The program, which officially launched Wednesday, has started with 200 bus passes, costing the county $400 and the cost of posters.
Any defendant can pick up a bus pass from pretrial services, which has offices on the eighth floor and lower level of 201 Poplar.
“It’s a need that we saw out there," said Jerri Green, senior policy adviser to Shelby County Mayor Lee Harris. "I am passionate about it because I think it does two things the government should do more of, and that’s be compassionate and use common sense.”
Green, a former public defender, said she has often seen people with transportation issues. Sometimes they have to rely on family or friends for a ride, but that may not always be possible.
"And that means you get a bench warrant, that means you end up in jail. You end up in jail, you lose your job. You lose your job, you lose your housing.

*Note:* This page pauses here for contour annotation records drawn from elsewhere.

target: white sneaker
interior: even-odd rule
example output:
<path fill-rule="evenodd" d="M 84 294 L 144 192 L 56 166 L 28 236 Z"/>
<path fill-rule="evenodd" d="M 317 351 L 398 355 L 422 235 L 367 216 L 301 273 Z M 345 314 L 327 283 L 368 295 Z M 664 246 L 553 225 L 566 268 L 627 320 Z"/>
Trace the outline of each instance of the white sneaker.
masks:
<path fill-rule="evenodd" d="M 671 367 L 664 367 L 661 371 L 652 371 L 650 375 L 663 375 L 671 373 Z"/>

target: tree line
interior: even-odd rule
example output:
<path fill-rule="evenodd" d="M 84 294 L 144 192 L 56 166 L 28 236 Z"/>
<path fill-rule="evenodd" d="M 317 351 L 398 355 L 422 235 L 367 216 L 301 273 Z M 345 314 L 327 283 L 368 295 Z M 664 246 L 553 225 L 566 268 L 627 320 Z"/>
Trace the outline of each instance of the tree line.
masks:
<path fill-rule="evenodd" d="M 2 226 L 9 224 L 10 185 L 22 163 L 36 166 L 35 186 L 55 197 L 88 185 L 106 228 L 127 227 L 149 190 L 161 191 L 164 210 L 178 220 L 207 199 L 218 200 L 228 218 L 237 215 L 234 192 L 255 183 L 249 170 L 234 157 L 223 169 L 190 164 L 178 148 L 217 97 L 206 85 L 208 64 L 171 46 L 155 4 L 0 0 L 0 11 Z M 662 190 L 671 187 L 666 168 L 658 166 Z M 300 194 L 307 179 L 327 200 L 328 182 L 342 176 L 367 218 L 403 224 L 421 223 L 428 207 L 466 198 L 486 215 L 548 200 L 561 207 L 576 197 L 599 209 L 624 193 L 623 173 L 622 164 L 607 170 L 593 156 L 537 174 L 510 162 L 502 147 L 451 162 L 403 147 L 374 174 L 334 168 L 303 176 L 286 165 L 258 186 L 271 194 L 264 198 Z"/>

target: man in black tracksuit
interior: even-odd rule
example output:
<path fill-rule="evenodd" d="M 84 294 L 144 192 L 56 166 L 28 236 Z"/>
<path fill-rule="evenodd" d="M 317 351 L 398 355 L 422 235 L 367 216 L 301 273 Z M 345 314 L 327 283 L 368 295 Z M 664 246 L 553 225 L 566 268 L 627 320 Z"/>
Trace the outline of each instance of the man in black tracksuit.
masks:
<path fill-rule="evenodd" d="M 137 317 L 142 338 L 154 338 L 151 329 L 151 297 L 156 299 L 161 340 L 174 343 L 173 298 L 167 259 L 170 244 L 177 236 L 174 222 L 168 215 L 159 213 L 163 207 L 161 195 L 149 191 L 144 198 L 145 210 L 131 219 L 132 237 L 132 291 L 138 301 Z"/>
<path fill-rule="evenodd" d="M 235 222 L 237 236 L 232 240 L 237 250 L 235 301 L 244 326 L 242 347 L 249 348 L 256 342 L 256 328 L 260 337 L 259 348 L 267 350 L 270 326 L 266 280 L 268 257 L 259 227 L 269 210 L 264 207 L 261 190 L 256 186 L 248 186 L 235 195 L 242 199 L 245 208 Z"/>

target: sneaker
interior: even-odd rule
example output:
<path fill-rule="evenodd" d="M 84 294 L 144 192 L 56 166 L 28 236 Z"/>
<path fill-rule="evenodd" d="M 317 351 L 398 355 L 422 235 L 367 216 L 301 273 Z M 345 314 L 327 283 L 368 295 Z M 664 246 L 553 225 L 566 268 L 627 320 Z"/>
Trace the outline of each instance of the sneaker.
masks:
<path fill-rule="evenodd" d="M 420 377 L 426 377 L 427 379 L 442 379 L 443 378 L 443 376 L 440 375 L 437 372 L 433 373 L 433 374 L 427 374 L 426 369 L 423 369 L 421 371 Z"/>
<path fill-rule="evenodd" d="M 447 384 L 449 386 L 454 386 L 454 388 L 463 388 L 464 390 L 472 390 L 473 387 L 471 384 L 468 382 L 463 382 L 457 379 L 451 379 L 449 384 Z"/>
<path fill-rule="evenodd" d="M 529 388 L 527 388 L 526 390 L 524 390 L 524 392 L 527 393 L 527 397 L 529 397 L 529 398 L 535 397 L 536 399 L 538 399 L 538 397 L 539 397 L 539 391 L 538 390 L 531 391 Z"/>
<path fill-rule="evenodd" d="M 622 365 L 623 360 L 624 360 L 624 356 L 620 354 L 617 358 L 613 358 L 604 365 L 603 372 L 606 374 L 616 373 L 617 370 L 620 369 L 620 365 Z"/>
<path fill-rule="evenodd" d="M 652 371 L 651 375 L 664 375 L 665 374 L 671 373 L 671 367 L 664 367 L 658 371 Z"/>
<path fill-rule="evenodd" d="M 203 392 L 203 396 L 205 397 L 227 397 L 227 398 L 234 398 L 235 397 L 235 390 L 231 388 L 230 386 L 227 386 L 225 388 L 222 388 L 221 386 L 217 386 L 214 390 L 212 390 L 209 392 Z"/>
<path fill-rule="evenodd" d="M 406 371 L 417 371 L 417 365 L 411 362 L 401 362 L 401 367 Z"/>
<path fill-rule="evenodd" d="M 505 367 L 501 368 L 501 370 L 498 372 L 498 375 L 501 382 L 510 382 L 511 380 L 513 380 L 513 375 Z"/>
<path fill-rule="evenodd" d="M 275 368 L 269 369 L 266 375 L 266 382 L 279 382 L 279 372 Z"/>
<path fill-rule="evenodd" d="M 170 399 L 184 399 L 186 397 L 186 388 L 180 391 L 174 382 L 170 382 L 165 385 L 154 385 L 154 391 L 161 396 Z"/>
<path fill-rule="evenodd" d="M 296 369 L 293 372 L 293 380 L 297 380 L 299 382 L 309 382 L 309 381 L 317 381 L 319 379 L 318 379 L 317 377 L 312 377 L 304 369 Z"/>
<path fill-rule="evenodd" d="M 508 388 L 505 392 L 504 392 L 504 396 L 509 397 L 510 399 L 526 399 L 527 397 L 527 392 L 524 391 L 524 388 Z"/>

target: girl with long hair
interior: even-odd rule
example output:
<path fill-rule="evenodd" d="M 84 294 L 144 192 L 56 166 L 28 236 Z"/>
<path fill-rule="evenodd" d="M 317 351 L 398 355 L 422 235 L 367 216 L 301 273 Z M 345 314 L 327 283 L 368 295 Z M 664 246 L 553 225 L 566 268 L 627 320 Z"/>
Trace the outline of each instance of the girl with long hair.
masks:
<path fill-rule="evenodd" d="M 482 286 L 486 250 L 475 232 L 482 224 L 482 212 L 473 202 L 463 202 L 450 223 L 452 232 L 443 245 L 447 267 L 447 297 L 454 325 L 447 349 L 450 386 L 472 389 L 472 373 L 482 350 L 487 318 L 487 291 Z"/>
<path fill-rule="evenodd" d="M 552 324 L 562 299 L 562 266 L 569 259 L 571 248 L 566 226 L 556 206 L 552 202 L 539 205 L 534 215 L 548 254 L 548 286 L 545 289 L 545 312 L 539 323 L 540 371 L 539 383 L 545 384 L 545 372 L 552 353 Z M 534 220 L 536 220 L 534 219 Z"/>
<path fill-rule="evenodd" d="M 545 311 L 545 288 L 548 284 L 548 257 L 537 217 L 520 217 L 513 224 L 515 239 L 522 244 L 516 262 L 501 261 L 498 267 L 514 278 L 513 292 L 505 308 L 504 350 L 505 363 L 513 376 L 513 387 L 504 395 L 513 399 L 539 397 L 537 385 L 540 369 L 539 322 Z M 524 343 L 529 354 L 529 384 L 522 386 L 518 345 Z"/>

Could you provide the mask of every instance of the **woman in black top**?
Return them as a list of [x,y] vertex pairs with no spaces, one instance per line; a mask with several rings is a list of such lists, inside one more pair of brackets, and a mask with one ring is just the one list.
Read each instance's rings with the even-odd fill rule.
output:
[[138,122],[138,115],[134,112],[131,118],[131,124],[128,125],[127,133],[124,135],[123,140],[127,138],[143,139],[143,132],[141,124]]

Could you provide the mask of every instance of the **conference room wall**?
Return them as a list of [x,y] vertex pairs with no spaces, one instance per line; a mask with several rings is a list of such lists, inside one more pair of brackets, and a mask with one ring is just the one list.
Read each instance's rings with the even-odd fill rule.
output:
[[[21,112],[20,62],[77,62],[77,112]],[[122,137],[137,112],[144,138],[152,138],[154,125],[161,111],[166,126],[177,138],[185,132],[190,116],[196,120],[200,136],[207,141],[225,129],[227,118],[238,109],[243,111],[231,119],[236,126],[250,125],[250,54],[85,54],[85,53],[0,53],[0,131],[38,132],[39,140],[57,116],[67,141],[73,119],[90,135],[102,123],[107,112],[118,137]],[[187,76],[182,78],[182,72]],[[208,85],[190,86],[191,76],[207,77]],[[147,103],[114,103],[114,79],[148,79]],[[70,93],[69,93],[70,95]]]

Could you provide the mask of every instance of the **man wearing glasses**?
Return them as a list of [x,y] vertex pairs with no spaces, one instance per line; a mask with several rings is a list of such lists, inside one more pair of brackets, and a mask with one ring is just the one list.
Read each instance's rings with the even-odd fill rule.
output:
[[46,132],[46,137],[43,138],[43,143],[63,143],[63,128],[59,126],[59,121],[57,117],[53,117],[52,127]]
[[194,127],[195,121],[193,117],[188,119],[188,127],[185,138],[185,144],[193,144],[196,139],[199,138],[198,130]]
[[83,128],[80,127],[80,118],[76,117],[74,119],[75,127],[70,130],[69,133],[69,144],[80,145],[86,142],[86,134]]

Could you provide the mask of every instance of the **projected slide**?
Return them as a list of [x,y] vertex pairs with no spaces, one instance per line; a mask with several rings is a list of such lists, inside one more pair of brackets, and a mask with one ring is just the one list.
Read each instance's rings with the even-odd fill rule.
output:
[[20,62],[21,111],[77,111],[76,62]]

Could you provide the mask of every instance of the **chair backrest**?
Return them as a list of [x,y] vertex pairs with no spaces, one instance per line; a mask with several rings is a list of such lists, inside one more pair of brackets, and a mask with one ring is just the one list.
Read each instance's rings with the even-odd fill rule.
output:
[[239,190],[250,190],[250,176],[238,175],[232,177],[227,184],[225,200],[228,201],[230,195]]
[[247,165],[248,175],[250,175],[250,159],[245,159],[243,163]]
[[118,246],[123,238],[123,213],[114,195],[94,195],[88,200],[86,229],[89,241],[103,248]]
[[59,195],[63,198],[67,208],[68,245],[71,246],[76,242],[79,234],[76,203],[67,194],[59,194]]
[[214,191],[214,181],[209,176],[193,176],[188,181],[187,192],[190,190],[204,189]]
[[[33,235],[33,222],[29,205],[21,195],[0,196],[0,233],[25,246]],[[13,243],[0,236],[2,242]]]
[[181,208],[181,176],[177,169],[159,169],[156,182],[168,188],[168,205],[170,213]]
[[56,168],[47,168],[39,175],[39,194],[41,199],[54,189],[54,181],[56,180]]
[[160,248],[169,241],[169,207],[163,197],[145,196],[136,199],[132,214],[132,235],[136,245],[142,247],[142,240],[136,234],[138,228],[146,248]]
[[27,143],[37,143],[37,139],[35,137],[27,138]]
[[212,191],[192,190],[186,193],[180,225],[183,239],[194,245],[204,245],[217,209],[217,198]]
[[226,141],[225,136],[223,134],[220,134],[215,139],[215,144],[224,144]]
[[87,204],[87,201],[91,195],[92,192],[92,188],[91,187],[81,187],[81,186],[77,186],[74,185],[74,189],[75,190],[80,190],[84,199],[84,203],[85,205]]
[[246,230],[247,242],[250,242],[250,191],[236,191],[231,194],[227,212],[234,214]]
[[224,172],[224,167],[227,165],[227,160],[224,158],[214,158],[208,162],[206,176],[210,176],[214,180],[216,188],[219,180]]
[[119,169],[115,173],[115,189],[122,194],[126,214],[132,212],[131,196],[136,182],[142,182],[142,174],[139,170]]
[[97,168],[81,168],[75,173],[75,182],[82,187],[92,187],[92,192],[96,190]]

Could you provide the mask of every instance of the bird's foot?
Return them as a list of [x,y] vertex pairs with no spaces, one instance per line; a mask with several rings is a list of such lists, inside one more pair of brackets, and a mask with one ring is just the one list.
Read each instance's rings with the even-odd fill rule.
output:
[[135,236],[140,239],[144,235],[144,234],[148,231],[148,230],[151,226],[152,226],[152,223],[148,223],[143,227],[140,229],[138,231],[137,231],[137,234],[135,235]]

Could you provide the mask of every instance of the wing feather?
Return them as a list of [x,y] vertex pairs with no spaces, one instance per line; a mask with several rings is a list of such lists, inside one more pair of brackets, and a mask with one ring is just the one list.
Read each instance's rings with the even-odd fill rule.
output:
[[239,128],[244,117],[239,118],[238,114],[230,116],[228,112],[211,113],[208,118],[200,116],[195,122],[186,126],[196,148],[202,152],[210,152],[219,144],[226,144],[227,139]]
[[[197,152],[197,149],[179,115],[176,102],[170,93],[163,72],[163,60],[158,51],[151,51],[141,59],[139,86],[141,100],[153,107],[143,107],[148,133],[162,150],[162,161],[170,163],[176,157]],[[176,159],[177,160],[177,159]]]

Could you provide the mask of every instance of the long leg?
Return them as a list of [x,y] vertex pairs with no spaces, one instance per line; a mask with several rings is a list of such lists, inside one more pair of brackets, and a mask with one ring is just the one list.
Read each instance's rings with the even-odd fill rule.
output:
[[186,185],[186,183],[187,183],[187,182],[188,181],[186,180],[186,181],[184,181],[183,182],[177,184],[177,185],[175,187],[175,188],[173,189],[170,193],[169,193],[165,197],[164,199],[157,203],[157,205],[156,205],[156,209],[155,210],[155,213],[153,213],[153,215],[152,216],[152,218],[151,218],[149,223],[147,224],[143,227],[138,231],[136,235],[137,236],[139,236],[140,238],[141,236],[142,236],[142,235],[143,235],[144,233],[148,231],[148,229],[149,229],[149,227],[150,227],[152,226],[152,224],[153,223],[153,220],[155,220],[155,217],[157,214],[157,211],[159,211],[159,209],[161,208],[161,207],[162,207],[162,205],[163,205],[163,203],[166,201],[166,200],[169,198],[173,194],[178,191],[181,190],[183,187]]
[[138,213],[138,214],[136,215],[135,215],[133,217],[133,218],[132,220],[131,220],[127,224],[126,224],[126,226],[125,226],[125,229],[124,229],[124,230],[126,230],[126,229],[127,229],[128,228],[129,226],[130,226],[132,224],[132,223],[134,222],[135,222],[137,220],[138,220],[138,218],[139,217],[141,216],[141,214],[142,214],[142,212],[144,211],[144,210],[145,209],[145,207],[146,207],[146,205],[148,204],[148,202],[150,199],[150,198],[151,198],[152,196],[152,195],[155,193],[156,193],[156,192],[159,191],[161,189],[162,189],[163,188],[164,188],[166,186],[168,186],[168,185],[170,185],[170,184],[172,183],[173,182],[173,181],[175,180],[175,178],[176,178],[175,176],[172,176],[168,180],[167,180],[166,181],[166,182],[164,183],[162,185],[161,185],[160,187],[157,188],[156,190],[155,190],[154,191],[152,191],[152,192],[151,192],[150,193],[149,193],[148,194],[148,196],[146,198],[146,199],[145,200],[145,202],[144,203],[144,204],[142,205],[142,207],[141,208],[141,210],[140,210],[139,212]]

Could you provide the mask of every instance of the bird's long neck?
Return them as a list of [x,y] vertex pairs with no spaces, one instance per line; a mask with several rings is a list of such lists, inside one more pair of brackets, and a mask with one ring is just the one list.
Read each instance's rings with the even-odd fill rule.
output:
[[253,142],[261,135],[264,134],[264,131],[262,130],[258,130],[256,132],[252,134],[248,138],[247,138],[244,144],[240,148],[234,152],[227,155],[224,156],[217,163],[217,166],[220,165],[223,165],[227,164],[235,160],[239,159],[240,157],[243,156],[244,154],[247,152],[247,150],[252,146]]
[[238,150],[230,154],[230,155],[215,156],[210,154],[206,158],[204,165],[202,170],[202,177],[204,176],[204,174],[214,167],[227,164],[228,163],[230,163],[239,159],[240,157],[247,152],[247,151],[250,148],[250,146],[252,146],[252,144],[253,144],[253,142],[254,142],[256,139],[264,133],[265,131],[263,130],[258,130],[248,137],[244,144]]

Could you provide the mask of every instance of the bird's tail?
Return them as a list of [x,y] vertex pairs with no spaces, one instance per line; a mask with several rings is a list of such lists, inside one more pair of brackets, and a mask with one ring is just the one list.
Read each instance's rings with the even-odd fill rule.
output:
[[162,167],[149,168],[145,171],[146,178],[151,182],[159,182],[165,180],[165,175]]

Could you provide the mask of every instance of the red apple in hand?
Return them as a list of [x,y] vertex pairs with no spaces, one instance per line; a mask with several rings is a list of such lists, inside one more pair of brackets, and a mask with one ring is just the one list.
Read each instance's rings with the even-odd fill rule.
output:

So something as simple as a $2 bus pass can get you back and forth to court.”
If the program works, there will also be a cost savings to the government in not having to jail people who miss their court dates.
Every bus pass will be logged, with the county tracking whether they actually help people show up for court. The passes are "day passes" for the Memphis Area Transit Authority.
“This came at a very good time for us because now not only can our clients get the bus passes, but it’s opened up to everyone who needs them to get back and forth to court," said Llana Greer, director of pretrial services.
They also are hopeful that people being released from jail can get the passes, especially for women held in Jail East, which is far from easy transportation.
“Service is what we do in pretrial services. Whenever there is an initiative that is going to benefit our citizens, our clients, we’re 100% behind it," Greer said.
The pilot program follows a texting program previously launched by pretrial services after a successful pilot.
Before that pilot, 73% of those eligible for the program showed up for their court dates. As of December, more than 97% of the people enrolled were showing up for their court dates.
After the bus passes pilot, the county will discuss whether the data warrants expansion, just as they did on the texting program.
“We know there are transportation needs, especially for the population that ends up here at 201," Green said. "We also know there are other priorities that mass transit helps with like helping with climate change and to reduce green house gasses. It fits into a lot of priorities of this administration, so we’re hoping we can continue on and expand.”